しかし、最初は「家の存続」や「地位の向上」を意識しながら行われていた細かい駆け引きが、やがて戦が本格化するにしたがって、潔よく、誇り高い行動に変わって行く様子が非常に爽快である。

大なるものに靡き続ければ、確かに家は残るだろう。だが、それで家を保ったといえるのか。残るのは、からっぽの容れ物だけではないか。

村上海賊の景(きょう)はもちろん、弱虫であった弟の景親(かげちか)や雑賀党(さいかとう)の鈴木孫一(すずきまごいち)などかっこいい人物ばかりである。極めつけは景(きょう)の最大の敵となった七五三兵衛(しめのひょうえ)である。どのように決着するのかぜひ楽しんでいただきたい。

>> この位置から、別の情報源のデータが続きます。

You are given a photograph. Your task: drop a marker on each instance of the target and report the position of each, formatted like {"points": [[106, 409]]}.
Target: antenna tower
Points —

また、本書のなかではわずかな登場しかしない織田信長が、とてつもないオーラを放つ人間として描かれているのも印象的である。もちろん歴史上重要な人物なだけにそのように描くことは特に驚きでもないが、「今だったら誰にあたるのだろう?」と考えてしまう。

物語自体が面白いのはもちろん、歴史を読み解くと「○○が勝った」「○○が負けた」だけで終わってしまう出来事を、ここまで分厚い物語にし、そこに関わった人物をここまで人間味あふれる存在として見せることのできる著者の描写の技術に感動する。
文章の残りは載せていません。